What the Human Genome Project would represent for future researchers,
Leonard explains, this great inventory represented for previous centuries of
world leaders.
According to the bishop de Spina, a third of Heaven s angels were cast
into Hell, and this divine downsizing, this celestial housecleaning, took nine
full days—two days longer than it took God to create the Earth. In all, a total
of 133,306,668 angels—including much-revered former cherubim, potentates,
seraphim, and dominations—were forcibly relocated, among them Asbeel and Gaap,
Oza and Marut and Urakabarameel.
Ahead of us, where she walks arm in arm with Patterson, Babette cuts
loose with a peal of laughter, loud and shrill mid as fake as her counterfeit
shoes.
Archer glares at their backs, the big safety pin bunched in the muscles
of his clenched jaw.
Leonard name-drops about the different demons whom we might stumble
across: Baal, Beelzebub, Belial, Liberace, Diabolos, Mara, Pazuzu—an Assyrian
with a bat's head and scorpion's tail—Lamashtu—a Sumerian she-devil who suckles
a pig with one breast and a dog with the other— or Namtaru—the Mesopotamian
version of our modern grim reaper. We look for Satan with the same intensity
that my mom and dad looked for God.
In retrospect my parents were always pushing me to expand my
consciousness by huffing glue or gasoline or chewing peyote buttons. Simply
because they'd done their time, wasted their teen years lolling in the muddy
fields of Vermont and the salt flats of Nevada, naked except for rainbow face
paints and a thick coating of sweaty filth, their heads festooned with fifty
pounds of fetid dreadlocks, teeming with crab lice and pretending to find
enlightenment... that does NOT mean I have to make that same mistake.

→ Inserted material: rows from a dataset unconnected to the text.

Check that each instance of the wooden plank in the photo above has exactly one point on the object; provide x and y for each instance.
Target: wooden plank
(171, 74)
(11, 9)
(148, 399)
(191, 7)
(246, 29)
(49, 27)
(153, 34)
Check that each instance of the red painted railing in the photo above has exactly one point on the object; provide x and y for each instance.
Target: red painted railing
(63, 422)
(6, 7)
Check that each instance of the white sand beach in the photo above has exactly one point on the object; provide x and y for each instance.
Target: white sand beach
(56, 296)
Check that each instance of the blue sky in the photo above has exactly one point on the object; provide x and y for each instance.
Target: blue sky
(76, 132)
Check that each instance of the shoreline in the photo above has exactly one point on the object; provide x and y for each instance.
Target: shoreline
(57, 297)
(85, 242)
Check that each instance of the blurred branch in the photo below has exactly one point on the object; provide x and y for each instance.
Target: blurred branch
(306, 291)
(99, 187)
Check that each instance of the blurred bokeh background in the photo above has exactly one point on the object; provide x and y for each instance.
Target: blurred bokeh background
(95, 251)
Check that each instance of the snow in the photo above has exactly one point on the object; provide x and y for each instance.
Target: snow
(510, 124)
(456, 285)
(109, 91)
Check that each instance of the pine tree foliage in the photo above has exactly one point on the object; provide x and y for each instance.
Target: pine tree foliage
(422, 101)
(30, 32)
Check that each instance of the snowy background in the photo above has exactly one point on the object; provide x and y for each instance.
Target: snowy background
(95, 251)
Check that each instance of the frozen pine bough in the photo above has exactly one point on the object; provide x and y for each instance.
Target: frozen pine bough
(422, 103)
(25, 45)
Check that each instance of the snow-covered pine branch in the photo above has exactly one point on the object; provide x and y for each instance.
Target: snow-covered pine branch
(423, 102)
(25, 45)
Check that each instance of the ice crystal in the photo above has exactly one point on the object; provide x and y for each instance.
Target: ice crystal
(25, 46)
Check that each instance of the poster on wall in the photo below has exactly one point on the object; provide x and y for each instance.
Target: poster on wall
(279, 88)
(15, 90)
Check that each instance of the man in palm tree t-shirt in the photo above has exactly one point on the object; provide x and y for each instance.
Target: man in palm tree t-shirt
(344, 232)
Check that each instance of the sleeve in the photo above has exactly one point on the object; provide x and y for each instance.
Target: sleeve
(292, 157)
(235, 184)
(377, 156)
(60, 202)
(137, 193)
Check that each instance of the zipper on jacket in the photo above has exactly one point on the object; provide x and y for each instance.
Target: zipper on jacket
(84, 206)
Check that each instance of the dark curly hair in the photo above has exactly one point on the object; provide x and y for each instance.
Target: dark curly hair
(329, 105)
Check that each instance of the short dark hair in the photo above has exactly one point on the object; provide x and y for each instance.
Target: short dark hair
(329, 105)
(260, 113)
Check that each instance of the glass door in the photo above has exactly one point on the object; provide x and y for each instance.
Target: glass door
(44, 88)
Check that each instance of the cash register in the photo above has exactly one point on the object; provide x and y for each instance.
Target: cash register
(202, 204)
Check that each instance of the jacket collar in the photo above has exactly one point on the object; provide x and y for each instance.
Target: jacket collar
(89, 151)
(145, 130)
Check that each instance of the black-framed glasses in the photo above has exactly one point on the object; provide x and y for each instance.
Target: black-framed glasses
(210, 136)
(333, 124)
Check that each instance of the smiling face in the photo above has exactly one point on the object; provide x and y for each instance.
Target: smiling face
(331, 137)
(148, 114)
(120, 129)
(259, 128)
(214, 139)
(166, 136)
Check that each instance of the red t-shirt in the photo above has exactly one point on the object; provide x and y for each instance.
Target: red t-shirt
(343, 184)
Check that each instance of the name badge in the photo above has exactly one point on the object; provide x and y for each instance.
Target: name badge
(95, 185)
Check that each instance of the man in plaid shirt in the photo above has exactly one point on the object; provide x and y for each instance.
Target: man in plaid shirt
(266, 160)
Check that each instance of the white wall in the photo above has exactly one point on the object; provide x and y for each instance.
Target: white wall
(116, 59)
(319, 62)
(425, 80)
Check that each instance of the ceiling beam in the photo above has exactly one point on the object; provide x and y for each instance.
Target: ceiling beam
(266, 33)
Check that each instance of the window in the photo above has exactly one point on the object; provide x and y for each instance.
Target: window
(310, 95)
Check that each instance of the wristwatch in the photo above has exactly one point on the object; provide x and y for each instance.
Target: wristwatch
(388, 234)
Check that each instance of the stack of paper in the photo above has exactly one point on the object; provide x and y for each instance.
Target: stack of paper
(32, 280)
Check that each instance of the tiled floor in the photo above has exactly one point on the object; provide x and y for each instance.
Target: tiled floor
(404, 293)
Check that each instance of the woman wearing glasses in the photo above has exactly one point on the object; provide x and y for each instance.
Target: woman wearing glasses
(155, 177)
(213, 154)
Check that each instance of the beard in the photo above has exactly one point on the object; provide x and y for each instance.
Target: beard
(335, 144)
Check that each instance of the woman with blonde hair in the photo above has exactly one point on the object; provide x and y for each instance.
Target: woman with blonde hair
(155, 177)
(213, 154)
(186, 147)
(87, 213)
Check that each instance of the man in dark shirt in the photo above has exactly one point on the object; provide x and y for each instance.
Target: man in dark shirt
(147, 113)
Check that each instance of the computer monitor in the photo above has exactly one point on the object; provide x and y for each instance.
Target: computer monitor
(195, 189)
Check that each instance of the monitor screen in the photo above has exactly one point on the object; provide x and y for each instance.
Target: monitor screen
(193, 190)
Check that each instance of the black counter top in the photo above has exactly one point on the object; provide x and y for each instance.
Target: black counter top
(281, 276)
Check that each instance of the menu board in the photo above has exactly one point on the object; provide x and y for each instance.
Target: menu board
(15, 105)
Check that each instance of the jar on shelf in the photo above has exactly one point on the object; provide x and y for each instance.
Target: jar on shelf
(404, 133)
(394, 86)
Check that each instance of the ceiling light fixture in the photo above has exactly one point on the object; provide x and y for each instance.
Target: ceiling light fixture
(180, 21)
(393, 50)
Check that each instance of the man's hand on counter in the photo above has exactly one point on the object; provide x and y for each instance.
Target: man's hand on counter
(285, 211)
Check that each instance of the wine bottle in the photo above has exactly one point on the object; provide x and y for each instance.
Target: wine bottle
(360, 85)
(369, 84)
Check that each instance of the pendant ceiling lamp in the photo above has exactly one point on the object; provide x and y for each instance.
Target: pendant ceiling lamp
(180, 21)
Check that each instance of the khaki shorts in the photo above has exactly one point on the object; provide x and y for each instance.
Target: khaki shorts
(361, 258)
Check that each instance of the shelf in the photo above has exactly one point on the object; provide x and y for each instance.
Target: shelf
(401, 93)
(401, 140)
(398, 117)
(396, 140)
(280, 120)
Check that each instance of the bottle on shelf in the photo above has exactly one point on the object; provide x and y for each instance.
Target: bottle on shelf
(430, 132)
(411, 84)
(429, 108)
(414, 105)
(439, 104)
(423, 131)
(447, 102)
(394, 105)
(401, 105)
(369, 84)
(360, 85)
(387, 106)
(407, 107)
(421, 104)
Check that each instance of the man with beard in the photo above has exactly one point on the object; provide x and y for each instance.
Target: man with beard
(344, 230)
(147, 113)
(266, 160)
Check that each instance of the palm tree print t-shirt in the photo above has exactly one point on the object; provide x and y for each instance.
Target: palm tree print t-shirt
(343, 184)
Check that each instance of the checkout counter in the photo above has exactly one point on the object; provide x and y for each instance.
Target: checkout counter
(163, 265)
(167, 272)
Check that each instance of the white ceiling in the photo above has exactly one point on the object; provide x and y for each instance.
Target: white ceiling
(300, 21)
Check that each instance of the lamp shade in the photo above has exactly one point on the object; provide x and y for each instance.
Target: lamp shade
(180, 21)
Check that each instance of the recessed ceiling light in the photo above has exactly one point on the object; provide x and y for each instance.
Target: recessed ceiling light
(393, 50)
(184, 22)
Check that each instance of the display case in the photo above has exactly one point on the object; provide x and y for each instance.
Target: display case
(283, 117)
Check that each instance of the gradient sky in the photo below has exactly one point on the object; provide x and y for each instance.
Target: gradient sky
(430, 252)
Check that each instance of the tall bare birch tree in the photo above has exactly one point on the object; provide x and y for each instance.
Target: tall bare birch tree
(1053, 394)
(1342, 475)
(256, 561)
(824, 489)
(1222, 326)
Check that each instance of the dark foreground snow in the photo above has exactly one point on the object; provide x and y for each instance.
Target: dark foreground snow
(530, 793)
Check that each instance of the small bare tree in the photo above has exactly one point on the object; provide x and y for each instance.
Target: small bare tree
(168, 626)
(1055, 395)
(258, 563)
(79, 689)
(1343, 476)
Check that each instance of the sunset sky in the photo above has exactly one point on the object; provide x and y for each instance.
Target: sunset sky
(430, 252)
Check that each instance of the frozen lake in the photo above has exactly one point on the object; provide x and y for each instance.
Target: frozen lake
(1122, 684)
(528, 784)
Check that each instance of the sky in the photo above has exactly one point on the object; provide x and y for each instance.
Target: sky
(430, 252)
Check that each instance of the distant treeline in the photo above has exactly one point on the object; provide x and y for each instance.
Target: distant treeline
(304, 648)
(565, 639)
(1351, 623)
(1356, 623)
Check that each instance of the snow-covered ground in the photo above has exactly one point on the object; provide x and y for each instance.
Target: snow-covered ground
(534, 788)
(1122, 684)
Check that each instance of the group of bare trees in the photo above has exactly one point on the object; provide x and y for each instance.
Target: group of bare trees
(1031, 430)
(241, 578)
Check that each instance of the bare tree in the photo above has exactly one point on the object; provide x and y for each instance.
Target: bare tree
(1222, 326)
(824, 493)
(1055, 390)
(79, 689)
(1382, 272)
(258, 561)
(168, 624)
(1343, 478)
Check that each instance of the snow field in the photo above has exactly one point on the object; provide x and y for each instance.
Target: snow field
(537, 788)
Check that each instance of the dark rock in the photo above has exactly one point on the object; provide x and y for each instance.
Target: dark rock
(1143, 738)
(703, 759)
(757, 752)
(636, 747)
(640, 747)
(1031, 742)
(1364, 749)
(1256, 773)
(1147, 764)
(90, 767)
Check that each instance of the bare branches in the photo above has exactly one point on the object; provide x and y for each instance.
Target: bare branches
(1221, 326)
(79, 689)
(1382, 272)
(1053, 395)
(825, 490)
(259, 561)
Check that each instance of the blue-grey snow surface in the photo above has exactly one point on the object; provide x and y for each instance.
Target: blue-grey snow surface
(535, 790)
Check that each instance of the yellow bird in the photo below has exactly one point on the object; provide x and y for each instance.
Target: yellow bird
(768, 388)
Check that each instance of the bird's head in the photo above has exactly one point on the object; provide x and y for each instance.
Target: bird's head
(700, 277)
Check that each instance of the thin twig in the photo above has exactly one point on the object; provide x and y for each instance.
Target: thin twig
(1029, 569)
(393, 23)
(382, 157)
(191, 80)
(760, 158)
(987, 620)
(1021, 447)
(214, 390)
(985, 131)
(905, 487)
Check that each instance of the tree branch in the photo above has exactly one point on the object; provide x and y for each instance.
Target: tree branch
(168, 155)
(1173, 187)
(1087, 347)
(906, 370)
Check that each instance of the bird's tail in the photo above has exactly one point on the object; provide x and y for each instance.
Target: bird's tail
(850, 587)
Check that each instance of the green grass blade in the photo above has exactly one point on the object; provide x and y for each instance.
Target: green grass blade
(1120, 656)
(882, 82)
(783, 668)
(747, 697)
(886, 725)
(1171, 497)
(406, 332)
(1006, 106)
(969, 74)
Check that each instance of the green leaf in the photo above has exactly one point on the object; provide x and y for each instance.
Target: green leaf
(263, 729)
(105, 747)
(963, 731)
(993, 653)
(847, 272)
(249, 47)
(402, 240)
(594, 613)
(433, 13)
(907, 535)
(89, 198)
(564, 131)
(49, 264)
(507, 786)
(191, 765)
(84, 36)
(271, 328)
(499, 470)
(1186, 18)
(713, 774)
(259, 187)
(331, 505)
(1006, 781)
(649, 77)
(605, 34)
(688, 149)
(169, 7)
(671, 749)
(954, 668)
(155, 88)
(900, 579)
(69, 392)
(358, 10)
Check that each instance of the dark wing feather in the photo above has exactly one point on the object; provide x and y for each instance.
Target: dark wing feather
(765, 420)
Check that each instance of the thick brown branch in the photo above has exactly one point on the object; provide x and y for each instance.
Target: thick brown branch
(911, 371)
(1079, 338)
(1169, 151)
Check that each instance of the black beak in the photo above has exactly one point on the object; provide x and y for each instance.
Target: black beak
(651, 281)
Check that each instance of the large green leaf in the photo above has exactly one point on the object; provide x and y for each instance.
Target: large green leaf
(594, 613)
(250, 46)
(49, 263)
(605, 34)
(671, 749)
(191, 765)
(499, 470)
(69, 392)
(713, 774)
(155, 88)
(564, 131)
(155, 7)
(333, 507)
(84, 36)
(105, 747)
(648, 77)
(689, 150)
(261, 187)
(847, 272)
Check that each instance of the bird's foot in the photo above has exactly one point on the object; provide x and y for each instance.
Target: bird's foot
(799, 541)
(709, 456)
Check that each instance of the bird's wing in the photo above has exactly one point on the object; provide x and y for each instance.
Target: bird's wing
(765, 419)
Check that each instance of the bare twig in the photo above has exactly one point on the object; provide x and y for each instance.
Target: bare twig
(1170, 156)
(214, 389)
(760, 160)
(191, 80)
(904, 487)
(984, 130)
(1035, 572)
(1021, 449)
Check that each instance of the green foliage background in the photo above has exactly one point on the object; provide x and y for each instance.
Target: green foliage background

Sorry, Satan, once again I've said the G-word.
Without breaking stride, Leonard nods and points to indicate the former
deities of now-defunct cultures, now warehoused in the underworld. Among them:
Benoth, a god of the Babylonians; Dagon, an idol of the Philistines; Astarte,
goddess of the Sidonians; Tartak, the god of the Hevites.
My suspicion is that my parents treasure their sordid recollections of
episodes at Woodstock and Burning Man not because those pastimes led to wisdom,
but because such folly was inseparable from a period of their lives when they
were young and unburdened by obligation; they had free time, muscle tone, and
their futures still looked like a great, grand adventure. Furthermore, both my
mother and father had been free of social status and therefore had nothing to
lose by cavorting nude, their swollen genitals smeared with muck.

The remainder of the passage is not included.